When President Donald Trump signed an executive order Friday banning citizens of seven Muslim-majority countries from entering the United States, the ramifications were far-reaching. Protests at airports across the United States soon followed, and a federal judge later issued an emergency stay temporarily halting the removal of those detained.

For many American citizens, the immigration ban was troubling, but even more so for Muslim Americans like Ryan Harris, an offensive lineman for the Steelers.

"Hate crimes have been escalating since the election," Harris, who played for the Broncos from 2007-2010 and again in 2015 and lives in Colorado during the offseason, told the Nicki Jhabva of the Denver Post on Sunday. "Even here in Denver, reported swastika graffiti has increased. These are things that we understood from the language that some of our elected officials use and have used. This is exactly from the playbook of hatred and divisiveness. But I believe, and others I spend my time with, believe in the love of another human being and continue to support others who are marginalized."

Harris, who converted to Islam at a young age, says his experience has been one of "of broad acceptance and respect." But he also knows that other Muslims, those with different-sounding names, have faced discrimination.

"But I've began to understand hatred in a different way, especially in the last year," Harris said. "I realized that people have hatreds that they grew up with, prejudices they grew up with, and then they find out that prejudice is really unfounded and they begin to hate themselves for it. And that comes out as even more anger and hate overall. But I think that's also part of the process of them coming to forgive themselves for their prejudices and just joining solidarity with people who are different from you."

Harris isn't alone.
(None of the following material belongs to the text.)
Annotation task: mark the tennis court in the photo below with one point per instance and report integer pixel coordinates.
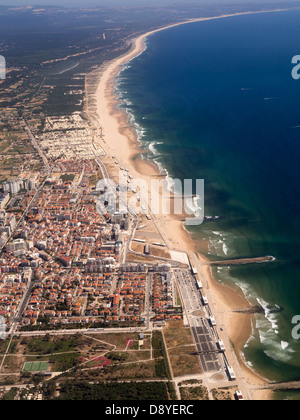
(35, 367)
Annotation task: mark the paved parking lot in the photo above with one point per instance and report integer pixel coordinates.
(207, 349)
(203, 334)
Pat Tillman's widow ripped the immigration ban, writing on Facebook that "this is not the country [Pat] dreamed of, not what he served for, and not what he died for."

Tillman, who played for the Arizona Cardinals from 1998-2001, joined the Army Rangers in 2002. In 2004, he died in Afghanistan at the age of 27.

And NBA coaches Steve Kerr and Gregg Popovich both spoke out against the ban.

Kerr, who coaches the Golden State Warriors, called the ban a "shocking and a horrible idea," and Popovich, the San Antonio Spurs coach, called the rollout of the ban "Keystone Kops-like ... and that's scary."